Allan Levey, MD, PhD
The drugs now available to treat Alzheimer’s address the symptoms of the disease — memory problems — rather than the underlying mechanism of neurodegeneration.
But what if something could do both? Here’s a tantalizing prospect, hinted at by a long-running thread of brain research: compounds that boost the function of certain acetylcholine circuits in the brain might also modify production of toxic beta-amyloid protein.
Emory neurologists Allan Levey and Jim Lah and members of their laboratories have been working on this idea, together with Jeffrey Conn’s group at Vanderbilt, for several years.
James Lah, MD, PhD
The possibility grows out of the properties of certain receptors for the neurotransmitter acetylcholine, called “muscarinic acetylcholine receptors.” Acetylcholine is a major transmitter of signals in the brain, and there are several varieties of receptors, or receiver dishes for the signals, on brain cells.
Stimulating one particular type of receptor (termed M1 – there are five in this class alone) seems to steer the brain away from producing the toxic beta-amyloid peptides that tend to build up in Alzheimer’s.
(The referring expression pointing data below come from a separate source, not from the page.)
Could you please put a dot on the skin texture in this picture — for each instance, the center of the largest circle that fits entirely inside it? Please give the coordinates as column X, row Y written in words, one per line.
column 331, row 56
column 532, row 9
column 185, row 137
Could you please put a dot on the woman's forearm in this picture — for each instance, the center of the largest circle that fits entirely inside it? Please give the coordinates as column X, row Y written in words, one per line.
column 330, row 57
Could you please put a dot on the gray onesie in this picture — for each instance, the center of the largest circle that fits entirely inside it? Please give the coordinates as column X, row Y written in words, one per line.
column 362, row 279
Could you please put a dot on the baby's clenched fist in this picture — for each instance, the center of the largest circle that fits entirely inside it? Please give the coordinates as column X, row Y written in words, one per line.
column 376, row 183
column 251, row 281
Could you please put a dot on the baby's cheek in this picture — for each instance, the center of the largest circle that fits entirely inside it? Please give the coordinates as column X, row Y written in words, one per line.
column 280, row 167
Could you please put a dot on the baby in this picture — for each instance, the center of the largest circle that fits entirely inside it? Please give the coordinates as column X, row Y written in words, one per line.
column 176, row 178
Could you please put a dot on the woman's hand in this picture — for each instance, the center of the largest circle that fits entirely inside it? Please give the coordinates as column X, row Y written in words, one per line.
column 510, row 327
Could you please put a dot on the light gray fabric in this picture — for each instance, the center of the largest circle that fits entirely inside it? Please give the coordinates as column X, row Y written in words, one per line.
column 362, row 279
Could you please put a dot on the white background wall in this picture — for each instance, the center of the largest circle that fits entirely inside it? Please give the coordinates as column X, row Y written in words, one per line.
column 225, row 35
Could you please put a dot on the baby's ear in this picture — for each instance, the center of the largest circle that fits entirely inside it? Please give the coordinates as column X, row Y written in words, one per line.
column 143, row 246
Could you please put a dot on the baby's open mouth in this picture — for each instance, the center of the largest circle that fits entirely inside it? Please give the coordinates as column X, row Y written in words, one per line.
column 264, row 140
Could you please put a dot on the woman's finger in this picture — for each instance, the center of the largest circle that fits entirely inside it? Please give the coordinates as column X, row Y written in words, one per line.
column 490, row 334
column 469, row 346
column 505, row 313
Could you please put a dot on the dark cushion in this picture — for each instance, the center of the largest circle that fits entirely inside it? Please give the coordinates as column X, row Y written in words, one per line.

A paper recently published in the Journal of Neuroscience, with former Emory MD/PhD Albert (Gus) Davis as first author, reports the results of a key “proof of concept” experiment: genetically engineered mice lacking the M1 receptor produce more toxic beta-amyloid.
Albert Davis, MD, PhD
“Scientists have known for several decades that brain cells that rely on acetylcholine for their signaling are selectively vulnerable in Alzheimer’s disease, which explains the rationale for using drugs that boost the action of acetylcholine to treat the symptoms,” Davis says. “However, mounting evidence now indicates that stimulating acetylcholine receptors may not only help to ameliorate Alzheimer’s symptoms, but may also have a distinct disease-modifying effect as well.”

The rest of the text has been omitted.